(Japan, 96 minutes)
Directed by Toru Tokikowa
Programme: Made in Japan (World Premiere)
The narrative of Ukiyo-E Heroes is amply covered in the first ten minutes of Toru Tokikowa’s documentary. Around 2010, Jed Henry, an American children’s book illustrator and animator, became intrigued with traditional Japanese woodblock (ukiyo-e) printing. He researched the subject online where he came across David Bull, a Canadian who has spent the last 30 years in Japan learning and mastering the wood-block printing style practiced from the 17th to the 19th centuries. Bull developed a niche business, running a workshop with a team of apprentices to create traditional-style prints he sent to collectors around the world.
The two men formed a partnership in 2012 and created a Kickstarter campaign to launch a new product. Henry designs images which are influenced by pop culture (video games, comics) and traditional Japanese imagery. Bull carves the blocks and does the printing and Henry sells the prints at conventions and online. The collaboration has changed both their lives, creatively and financially.
As any good editor might ask, what’s the second chapter? Here, Ukiyo-e falters, turning into a drawn-out process story about an artistic activity that seems all-too painstaking. Director Toru Tokikowa continues to interview Bull, an eccentric with a fierce white beard and many opinions, and the less talkative, very normal Henry.
Rounding out the picture, we also have interviews with museum curators and a venerable cast of Japanese craftsmen who work in fields that support Bull’s printmaking.

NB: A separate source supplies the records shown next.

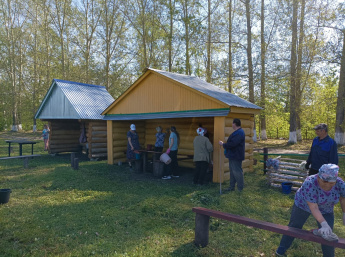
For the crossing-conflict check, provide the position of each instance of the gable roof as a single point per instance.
(74, 100)
(208, 89)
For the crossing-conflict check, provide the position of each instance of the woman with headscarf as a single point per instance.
(202, 150)
(172, 168)
(317, 196)
(132, 144)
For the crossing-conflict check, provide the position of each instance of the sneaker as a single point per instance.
(331, 237)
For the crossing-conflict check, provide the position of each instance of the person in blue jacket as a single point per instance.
(323, 150)
(234, 151)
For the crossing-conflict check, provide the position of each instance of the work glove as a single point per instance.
(307, 165)
(325, 229)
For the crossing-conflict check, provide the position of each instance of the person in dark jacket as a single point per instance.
(202, 150)
(323, 150)
(234, 151)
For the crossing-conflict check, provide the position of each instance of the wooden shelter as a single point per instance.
(160, 98)
(73, 108)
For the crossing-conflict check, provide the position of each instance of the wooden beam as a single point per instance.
(276, 228)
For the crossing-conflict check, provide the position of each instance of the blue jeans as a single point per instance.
(236, 174)
(297, 220)
(172, 167)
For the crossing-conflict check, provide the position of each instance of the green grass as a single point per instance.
(108, 210)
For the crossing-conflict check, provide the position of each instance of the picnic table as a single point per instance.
(21, 143)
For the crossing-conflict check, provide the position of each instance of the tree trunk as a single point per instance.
(230, 48)
(208, 61)
(340, 116)
(292, 136)
(171, 13)
(250, 60)
(299, 73)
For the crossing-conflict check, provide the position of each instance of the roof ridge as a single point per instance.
(77, 83)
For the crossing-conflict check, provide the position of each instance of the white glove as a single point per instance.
(325, 228)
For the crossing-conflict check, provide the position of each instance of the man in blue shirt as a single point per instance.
(323, 150)
(234, 151)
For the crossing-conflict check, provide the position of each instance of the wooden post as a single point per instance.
(218, 152)
(26, 162)
(76, 164)
(72, 159)
(110, 142)
(265, 159)
(202, 223)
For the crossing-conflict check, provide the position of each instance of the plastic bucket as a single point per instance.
(165, 158)
(5, 195)
(286, 187)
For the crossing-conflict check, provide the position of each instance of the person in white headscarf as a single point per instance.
(132, 144)
(202, 150)
(317, 197)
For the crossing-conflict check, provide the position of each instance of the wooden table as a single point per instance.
(21, 143)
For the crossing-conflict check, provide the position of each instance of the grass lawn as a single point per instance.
(108, 210)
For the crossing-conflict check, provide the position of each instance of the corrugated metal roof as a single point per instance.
(84, 101)
(208, 89)
(167, 115)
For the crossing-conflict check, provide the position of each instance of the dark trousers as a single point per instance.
(297, 220)
(172, 167)
(312, 172)
(200, 172)
(158, 149)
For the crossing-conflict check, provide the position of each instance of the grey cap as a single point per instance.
(321, 126)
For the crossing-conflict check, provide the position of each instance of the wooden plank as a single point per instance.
(218, 151)
(110, 142)
(276, 228)
(20, 157)
(286, 176)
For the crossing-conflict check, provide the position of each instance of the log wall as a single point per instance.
(64, 137)
(96, 131)
(186, 127)
(290, 170)
(119, 138)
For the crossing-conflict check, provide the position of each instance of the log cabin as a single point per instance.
(160, 98)
(72, 108)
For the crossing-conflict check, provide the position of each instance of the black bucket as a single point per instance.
(5, 195)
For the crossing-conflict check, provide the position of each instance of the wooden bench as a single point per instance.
(202, 227)
(24, 157)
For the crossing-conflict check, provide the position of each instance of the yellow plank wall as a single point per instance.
(247, 123)
(159, 94)
(218, 127)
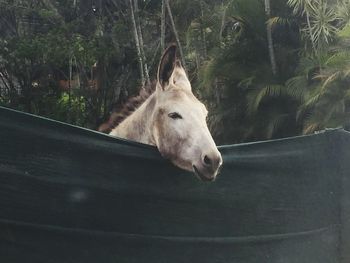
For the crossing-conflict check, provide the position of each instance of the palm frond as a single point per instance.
(269, 91)
(296, 87)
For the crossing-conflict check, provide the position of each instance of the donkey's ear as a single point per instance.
(167, 65)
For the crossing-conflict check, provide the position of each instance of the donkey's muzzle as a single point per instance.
(209, 166)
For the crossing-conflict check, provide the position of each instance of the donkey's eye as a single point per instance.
(174, 115)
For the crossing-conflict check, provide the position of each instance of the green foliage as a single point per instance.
(91, 53)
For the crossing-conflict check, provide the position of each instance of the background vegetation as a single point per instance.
(265, 68)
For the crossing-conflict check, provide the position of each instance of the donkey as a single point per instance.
(174, 120)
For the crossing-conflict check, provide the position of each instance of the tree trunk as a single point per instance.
(137, 42)
(175, 34)
(162, 27)
(270, 39)
(139, 33)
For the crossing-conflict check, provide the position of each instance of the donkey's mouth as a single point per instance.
(201, 176)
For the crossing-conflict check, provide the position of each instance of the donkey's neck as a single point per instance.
(137, 127)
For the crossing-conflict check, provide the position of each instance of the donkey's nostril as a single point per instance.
(207, 160)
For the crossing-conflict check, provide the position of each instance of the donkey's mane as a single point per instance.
(127, 108)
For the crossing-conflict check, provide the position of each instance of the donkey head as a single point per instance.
(179, 127)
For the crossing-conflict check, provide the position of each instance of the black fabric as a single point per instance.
(69, 194)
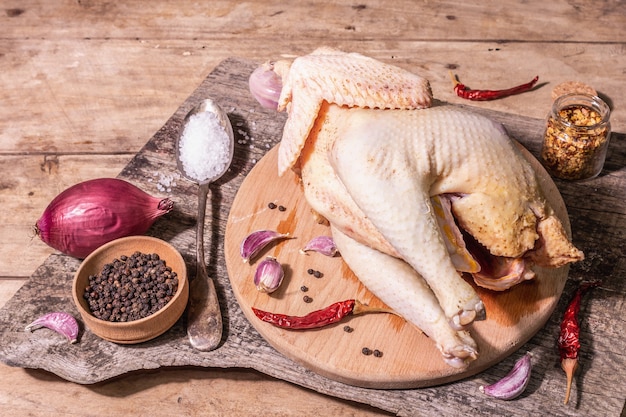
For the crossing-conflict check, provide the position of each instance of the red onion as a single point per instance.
(92, 213)
(265, 86)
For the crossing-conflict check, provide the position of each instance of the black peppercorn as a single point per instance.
(130, 288)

Those include a blacksmith who makes carving knives, and the makers of paper and brushes; each are carrying on multi-generational traditions of rigorous craftsmanship. Admirably devoted, they work for a very specialised market, a description which could apply to the film as a whole.
Ukiyo-E Heroes can be seen:
-Tuesday, May 2, TIFF Bell Lightbox 3 at 9 p.m.
-Thursday, May 4, Scotiabank Theatre 13 at 12:30 p.m.